Sunday, March 22, 2020

COVID-19: Home Test Kits & Other Thoughts

Find Your Household Thermometer
Nicholas Johnson
The Gazette, March 22, 2020, p. D2

Like to get a COVID-19 test? South Korea tests 15,000 a day. That’s more than the U.S. tested in three months.

Your test is weeks or months away. You can’t fly to South Korea. What to do?

A symptom of COVID19 is fever. A quick test for large groups is individuals’ temperature. Look around your residence. You may have a thermometer. If not, buy one. Use it. If it registers under 98.6 F (37 C) that’s some evidence you’re not, yet, showing symptoms. Of course, you may be infected, but in your incubation period, or asymptomatic. But you’ll know more than you know now. You’re welcome.

Nicholas Johnson
Iowa City

A version of this Letter was sent to both The Gazette and Press-Citizen on Monday, March 16. The Gazette version, above, was published earlier online as "A common household item to help track COVID-19," The Gazette, March 20, 2020.
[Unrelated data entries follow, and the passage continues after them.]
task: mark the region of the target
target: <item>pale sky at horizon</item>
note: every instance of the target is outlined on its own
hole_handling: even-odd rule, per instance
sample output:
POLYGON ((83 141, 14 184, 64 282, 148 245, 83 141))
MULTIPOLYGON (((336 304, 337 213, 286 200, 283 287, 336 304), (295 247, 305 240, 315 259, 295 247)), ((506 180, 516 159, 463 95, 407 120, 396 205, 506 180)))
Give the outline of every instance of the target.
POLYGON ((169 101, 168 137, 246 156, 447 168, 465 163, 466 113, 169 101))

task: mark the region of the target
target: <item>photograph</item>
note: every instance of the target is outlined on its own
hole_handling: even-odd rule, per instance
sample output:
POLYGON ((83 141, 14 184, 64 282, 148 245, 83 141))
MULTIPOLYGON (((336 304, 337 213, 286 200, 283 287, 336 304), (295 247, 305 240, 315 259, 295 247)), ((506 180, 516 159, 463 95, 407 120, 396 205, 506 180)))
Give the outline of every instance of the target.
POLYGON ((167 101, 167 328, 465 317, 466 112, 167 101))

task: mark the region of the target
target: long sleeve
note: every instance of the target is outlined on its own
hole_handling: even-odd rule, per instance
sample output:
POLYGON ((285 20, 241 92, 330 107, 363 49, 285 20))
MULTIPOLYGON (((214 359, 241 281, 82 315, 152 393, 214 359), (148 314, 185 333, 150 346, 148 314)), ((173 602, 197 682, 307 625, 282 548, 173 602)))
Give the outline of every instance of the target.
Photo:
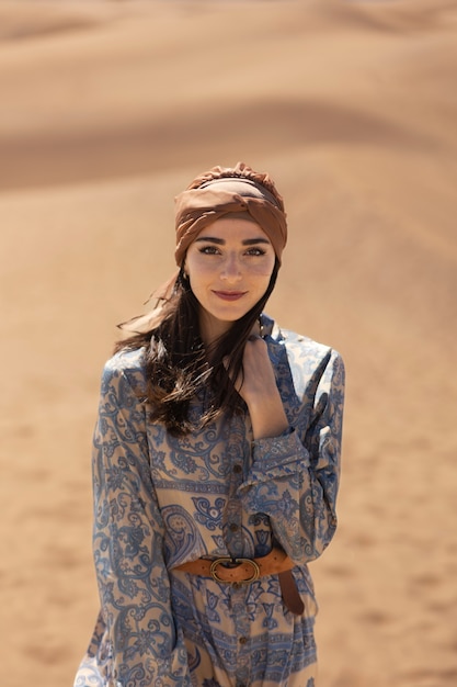
POLYGON ((186 651, 170 605, 163 523, 150 476, 140 372, 114 357, 94 433, 93 549, 105 624, 103 685, 187 687, 186 651))
POLYGON ((336 528, 343 402, 344 365, 331 351, 306 385, 290 430, 253 442, 252 468, 239 489, 244 509, 270 517, 297 564, 318 558, 336 528))

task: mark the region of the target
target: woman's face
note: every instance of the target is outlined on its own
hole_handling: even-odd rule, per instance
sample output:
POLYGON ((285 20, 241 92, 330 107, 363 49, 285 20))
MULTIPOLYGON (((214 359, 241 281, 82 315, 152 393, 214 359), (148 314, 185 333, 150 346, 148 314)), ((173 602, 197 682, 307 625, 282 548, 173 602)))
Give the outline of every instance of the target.
POLYGON ((201 306, 201 335, 206 344, 260 301, 274 264, 273 246, 254 222, 221 217, 202 229, 187 249, 184 270, 201 306))

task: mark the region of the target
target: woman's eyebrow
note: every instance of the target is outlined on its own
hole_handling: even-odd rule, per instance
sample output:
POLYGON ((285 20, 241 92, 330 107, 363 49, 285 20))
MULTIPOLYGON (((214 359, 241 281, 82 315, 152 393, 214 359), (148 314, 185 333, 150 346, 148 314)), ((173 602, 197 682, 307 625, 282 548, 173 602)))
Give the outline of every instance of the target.
MULTIPOLYGON (((209 241, 210 244, 217 244, 218 246, 224 246, 226 243, 225 238, 216 238, 215 236, 197 236, 196 241, 209 241)), ((243 246, 254 246, 255 244, 270 244, 267 238, 263 238, 263 236, 259 236, 259 238, 245 238, 241 241, 243 246)))

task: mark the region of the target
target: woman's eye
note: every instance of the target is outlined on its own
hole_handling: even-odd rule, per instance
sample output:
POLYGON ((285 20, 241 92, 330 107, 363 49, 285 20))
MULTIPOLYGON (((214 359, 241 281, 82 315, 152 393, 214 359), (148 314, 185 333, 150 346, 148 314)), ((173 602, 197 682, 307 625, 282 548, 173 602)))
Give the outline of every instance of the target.
POLYGON ((250 248, 249 250, 247 250, 247 255, 248 256, 264 256, 265 251, 263 250, 263 248, 250 248))
POLYGON ((216 246, 203 246, 203 248, 199 249, 199 252, 203 252, 205 256, 216 256, 219 250, 216 246))

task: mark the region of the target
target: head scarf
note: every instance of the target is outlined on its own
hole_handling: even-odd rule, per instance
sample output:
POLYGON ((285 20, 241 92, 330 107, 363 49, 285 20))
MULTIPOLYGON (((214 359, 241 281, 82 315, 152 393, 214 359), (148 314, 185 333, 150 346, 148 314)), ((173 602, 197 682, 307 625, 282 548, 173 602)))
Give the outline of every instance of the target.
MULTIPOLYGON (((249 169, 239 162, 235 169, 222 173, 236 173, 249 169)), ((267 176, 263 174, 266 179, 267 176)), ((271 182, 270 182, 271 183, 271 182)), ((281 196, 279 196, 281 199, 281 196)), ((255 222, 270 238, 277 260, 287 241, 286 213, 282 201, 261 182, 247 176, 221 176, 204 181, 197 188, 188 188, 175 199, 176 250, 174 257, 181 267, 188 246, 196 236, 220 217, 243 217, 255 222)))
MULTIPOLYGON (((242 217, 259 224, 281 264, 287 241, 286 213, 269 174, 254 172, 244 162, 238 162, 235 168, 214 167, 175 198, 175 209, 174 257, 180 268, 199 232, 220 217, 242 217)), ((156 299, 158 305, 151 312, 123 323, 121 328, 139 334, 156 327, 162 319, 163 304, 172 297, 178 275, 179 271, 152 292, 150 299, 156 299)))

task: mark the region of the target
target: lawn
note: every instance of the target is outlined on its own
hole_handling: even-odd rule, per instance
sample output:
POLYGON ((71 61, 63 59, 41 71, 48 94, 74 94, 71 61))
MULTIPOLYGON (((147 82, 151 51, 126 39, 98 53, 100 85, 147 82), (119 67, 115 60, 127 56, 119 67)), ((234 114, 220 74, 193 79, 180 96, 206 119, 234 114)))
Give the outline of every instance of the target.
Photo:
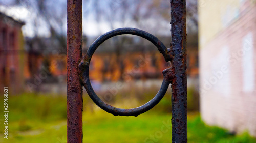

An earlier version was published by the Press-Citizen: Nicholas Johnson, "Your At-Home Test Kit," March 18, 2020, p. A7. It could not be found online. It read:
"Like to get a COVID19 test? South Korea tests 15,000 a day. That’s more than the U.S. tested in three months. To move the focus from President Trump's 'numbers' we're told to wash our hands. Like this is our fault. What we've not been reminded (as of this writing) is the little test kit most of us already have: a thermometer, a device used to quickly examine large groups. Find yours. Clean it well. Use it:. If it registers under 98.6 F (37 C) the odds are extraordinarily good you are not, yet, showing symptoms of the disease. You're welcome." Nicholas Johnson, Iowa City.
[Photo credit: Centers for Disease and Prevention via Wikimedia.]

Discussion

Why a letter? The shorter, letter-to-the-editor, form (rather than a column) was used in hopes it might speed the publication and distribution of this information. Although there was always mention by public officials and media of "fever" as one of the COVID-19 symptoms (along with coughing and difficulty breathing), and a couple mentions of thermometers this past week, at the time the Letter was drafted (March 15 and 16) I was unaware of any public mention of thermometers in the context of the discussion regarding the seemingly insurmountable shortage of test kits.

Why more "discussion"? Because there is so much more the public needs to know about testing than could be put in the Letter, hopefully this additional "discussion" can provide some of that.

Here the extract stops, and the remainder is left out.